Mais également, le manque d’opportunités économiques qui se confirme tant au niveau individuel qu’à celui du ménage. Au-delà de ces facteurs, « la pression sociale et le rôle central joué par les réseaux d’amis et de proches véhiculant une image positive de la migration poussent les jeunes à la migration irrégulière ».

Pour y remédier, l’OIM a formulé plusieurs recommandations. L’Organisation demande d’établir des structures de soutien psychosocial pour les retournés traumatisés par le voyage et leur expérience comme «migrant échoué».

D’améliorer la compréhension de la migration maritime irrégulière et de la migration de retour auprès des agences gouvernementales et en mettant en place de réseaux de migrants de retour, d’améliorer la connaissance des populations sur les modalités de migrations régulières.

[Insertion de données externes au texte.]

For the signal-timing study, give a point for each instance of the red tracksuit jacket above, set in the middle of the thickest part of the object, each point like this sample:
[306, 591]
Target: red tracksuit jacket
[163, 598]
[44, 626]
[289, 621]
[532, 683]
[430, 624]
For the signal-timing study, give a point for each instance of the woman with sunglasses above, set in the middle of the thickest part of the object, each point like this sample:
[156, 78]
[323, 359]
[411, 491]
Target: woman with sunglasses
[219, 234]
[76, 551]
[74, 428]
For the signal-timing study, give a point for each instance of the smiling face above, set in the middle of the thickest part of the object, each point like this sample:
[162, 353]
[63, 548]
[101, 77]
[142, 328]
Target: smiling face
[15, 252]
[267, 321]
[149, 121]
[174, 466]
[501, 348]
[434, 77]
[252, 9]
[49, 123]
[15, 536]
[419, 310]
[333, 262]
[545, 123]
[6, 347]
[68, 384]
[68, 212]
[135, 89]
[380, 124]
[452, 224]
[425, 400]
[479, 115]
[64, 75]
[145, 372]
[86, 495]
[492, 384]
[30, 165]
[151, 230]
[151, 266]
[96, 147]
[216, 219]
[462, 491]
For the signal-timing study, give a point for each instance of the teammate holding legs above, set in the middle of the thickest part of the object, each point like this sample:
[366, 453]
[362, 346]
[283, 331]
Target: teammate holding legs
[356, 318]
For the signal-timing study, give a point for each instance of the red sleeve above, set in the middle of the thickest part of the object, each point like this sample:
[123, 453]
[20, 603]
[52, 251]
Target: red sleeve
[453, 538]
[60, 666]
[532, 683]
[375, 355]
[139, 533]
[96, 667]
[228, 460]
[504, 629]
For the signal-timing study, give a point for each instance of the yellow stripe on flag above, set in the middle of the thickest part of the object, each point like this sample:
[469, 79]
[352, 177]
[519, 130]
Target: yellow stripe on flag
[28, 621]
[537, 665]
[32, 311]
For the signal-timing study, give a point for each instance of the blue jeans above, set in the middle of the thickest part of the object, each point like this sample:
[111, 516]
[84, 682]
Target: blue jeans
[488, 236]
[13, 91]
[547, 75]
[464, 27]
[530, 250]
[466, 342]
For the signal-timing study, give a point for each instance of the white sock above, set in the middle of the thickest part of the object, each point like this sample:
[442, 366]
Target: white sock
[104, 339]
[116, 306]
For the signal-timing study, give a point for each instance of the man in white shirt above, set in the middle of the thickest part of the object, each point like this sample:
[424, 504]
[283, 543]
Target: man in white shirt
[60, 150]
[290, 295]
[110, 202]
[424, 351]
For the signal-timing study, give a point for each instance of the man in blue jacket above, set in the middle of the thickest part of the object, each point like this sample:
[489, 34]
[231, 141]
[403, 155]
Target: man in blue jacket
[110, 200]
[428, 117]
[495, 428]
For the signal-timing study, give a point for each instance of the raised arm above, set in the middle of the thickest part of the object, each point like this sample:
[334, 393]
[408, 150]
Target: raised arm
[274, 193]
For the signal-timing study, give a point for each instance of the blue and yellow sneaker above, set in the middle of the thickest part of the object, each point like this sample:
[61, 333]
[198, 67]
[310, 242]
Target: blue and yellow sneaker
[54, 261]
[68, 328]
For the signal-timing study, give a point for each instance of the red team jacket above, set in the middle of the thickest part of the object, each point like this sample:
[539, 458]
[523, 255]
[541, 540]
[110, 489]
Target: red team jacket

L’Oim invite le gouvernement, les partenaires nationaux ainsi que les organisations de développement à « offrir des opportunités économiques de long-terme dans les zones de départ ». De soutenir l’adaptation et l’innovation dans le secteur de l’agriculture et les autres secteurs économiques conformément aux besoins des jeunes, afin de rendre les régions côtières plus attractives et enfin de financer les projets de développement dans le domaine de l’agriculture et de la pêche liés au contexte local et faciliter l’accès à la terre et aux moyens de production.